Fig. 21 presents a view looking down at one or more of the transducers of fig. 13-20. It can be seen that the outer perimeter of the weights and/or springs and/or the entire transducer, lying in a plane taken perpendicular to the radial direction of the transducer (perpendicular to axis 1399), is at least about circular. Fig. 21 depicts a circular shape. This is in contrast to, for example, the transducer of fig. 6A, which has a racetrack shape as seen in fig. 12A. In an exemplary embodiment, with continued reference to fig. 21, where D1 and D2 are measured 90 ° offset from each other about longitudinal axis 1399, D1 may be 0.75, 0.8, 0.85, 0.9, 0.95, 1, 1.05, 1.1, 1.15, 1.2, 1.25 times or any value or range of values therebetween in 0.01 increments (e.g., 0.83, 1.11, 0.87 to 0.122). Where D1 and D2 are the outer diameters on a given plane. It should be noted that the value of D1 described above may also be used for other distances measured at other angles to the position at which D2 is measured, in addition to that shown in fig. 21. For example, D1 may be measured at 5, 10, 15, 20, 25, 30, 35, 40, 45, 50, 55, 60, 65, 70, 75, 80, and/or 85 degrees from the position at which D2 is measured, and D1 may have the above-described values at any one or more of those angles.

Exemplary embodiments enable the spring tension and/or geometry of the spring to be adjusted to change the resonant frequency of the transducer after the transducer has been manufactured and/or after the spring is coupled to the counterweight. With respect to the former, there may be practical value with respect to enabling adjustment to adjust the resonant frequency for changing ambient/environmental conditions or otherwise compensating for changes in the overall transducer that may occur over the lifetime of the transducer. With respect to the latter, this may enable tuning during the manufacturing process and/or may enable tuning such that the resulting transducer has a given function for a given intended use in one product versus another product. Of course, embodiments include methods that include performing one or more of these adjustment actions.

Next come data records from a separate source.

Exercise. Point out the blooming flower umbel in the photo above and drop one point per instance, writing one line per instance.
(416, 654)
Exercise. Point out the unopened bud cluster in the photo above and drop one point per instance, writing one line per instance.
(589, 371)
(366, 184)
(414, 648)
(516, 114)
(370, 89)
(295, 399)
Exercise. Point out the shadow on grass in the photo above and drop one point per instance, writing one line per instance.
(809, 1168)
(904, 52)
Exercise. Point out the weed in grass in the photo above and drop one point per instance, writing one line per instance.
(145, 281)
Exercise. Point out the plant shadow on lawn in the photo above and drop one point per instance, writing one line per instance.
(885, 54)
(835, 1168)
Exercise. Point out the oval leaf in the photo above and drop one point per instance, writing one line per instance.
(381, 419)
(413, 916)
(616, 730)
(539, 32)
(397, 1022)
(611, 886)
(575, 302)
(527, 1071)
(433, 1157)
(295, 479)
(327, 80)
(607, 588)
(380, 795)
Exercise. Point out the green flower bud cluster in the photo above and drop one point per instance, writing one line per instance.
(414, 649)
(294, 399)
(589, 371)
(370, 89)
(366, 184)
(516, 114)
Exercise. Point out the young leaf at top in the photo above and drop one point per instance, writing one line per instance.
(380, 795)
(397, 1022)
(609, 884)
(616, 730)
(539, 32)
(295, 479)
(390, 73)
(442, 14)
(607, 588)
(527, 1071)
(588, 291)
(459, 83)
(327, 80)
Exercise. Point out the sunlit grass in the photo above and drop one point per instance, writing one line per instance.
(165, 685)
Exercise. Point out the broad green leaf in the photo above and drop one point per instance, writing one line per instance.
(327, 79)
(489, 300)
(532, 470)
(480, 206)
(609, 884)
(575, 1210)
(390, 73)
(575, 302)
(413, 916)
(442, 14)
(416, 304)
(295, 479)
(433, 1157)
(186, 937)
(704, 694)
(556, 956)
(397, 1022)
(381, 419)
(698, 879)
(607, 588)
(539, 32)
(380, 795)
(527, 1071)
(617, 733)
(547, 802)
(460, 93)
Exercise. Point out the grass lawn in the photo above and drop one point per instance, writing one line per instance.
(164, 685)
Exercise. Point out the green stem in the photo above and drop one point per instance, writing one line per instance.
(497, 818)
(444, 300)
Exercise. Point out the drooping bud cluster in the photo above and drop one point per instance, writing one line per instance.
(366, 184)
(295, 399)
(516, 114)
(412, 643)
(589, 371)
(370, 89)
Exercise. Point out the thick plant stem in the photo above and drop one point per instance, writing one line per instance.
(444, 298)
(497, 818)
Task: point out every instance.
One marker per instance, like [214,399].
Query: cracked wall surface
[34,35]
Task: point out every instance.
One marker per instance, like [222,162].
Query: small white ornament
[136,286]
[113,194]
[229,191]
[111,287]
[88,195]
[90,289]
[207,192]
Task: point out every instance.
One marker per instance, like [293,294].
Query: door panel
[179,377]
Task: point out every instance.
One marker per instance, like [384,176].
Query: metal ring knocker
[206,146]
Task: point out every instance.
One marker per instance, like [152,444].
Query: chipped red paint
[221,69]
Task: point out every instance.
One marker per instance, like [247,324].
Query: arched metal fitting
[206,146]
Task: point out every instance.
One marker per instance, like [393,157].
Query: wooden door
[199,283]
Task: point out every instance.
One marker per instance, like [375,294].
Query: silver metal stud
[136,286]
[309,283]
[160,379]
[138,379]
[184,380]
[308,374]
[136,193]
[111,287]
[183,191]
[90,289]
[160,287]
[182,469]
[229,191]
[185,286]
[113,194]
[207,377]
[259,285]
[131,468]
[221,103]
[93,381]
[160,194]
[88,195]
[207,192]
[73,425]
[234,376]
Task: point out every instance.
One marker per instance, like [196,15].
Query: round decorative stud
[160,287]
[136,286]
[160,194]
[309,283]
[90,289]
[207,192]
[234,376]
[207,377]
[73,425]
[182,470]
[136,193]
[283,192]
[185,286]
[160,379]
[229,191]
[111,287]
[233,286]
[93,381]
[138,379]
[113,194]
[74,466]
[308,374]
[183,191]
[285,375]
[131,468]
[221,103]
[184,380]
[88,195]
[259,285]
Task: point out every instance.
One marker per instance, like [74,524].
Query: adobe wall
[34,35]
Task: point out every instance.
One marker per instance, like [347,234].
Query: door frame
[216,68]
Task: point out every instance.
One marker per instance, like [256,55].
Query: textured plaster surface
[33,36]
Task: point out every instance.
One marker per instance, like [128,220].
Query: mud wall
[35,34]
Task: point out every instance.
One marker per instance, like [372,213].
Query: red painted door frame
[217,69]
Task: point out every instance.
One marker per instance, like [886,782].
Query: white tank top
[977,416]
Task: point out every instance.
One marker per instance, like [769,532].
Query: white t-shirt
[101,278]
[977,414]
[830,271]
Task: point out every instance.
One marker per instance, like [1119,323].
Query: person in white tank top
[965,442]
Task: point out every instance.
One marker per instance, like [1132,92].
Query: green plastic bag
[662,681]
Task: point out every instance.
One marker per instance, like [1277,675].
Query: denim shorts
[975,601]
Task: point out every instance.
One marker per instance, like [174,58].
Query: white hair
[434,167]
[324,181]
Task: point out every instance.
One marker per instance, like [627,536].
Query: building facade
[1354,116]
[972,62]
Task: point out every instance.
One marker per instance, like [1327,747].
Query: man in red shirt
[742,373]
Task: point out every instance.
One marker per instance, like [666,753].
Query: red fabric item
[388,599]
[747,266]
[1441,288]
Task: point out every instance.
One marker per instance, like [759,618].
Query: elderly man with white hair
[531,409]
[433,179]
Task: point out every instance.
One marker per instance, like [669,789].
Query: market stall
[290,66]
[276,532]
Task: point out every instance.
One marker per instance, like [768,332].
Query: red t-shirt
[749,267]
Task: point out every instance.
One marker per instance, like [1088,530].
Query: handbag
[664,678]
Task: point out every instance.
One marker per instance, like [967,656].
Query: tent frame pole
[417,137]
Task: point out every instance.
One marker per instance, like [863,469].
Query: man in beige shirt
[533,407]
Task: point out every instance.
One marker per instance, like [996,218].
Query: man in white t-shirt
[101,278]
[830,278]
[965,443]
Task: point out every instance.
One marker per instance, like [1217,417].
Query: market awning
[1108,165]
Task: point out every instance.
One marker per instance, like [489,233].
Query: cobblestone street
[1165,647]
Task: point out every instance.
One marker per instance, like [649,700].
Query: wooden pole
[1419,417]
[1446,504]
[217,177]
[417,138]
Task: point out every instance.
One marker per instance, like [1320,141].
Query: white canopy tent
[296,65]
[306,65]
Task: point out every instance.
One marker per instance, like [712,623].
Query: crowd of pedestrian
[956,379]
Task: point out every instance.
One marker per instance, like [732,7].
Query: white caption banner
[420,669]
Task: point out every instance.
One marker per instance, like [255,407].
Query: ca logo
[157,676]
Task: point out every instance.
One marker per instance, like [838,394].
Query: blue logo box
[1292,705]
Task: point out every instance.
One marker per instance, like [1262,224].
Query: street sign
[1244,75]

Fig. 23 presents an exemplary conceptual arrangement in which weight 2210 is clamped by springs 2257 and 2256. The attachment of the spring may be any of the attachments disclosed herein. In this regard, this embodiment does not necessarily require the attachment means described in detail above with respect to fig. 13-20. Fig. 23 presents a threaded rod 2277 to which two thin nuts 2288 are attached. The nut 2288 may be tightened or loosened, thus changing (or one nut may be tightened or loosened, depending on the arrangement), which causes an increase or decrease in the tension on the spring. This may cause a change in the resonant frequency.

The embodiment shown in fig. 23 depicts a multi-contoured spring (contoured beyond the gland portion of the end) as seen in the figure. In an exemplary embodiment, the spring may be a flat spring. That is, the concepts associated with adjusting the resonant frequency may be applied to both contoured springs and flat springs.

Any feature of any embodiment herein may be combined with or otherwise present with any other feature of any other embodiment, unless specified or not allowed otherwise. Any feature disclosed herein may be specifically excluded from any embodiment, and from a combination with any other embodiment, unless stated otherwise or not allowed otherwise. Any disclosure of any manufacturing process herein corresponds to a disclosure of a resulting apparatus made from the manufacturing process. Any disclosure of an apparatus or device herein corresponds to a disclosure of manufacturing the apparatus or device. Any disclosure of a method herein corresponds to a disclosure of an apparatus and/or system for performing the method. Any disclosure herein of an apparatus and/or system disclosed herein corresponds to a disclosure of a method of utilizing the system to achieve its functionality.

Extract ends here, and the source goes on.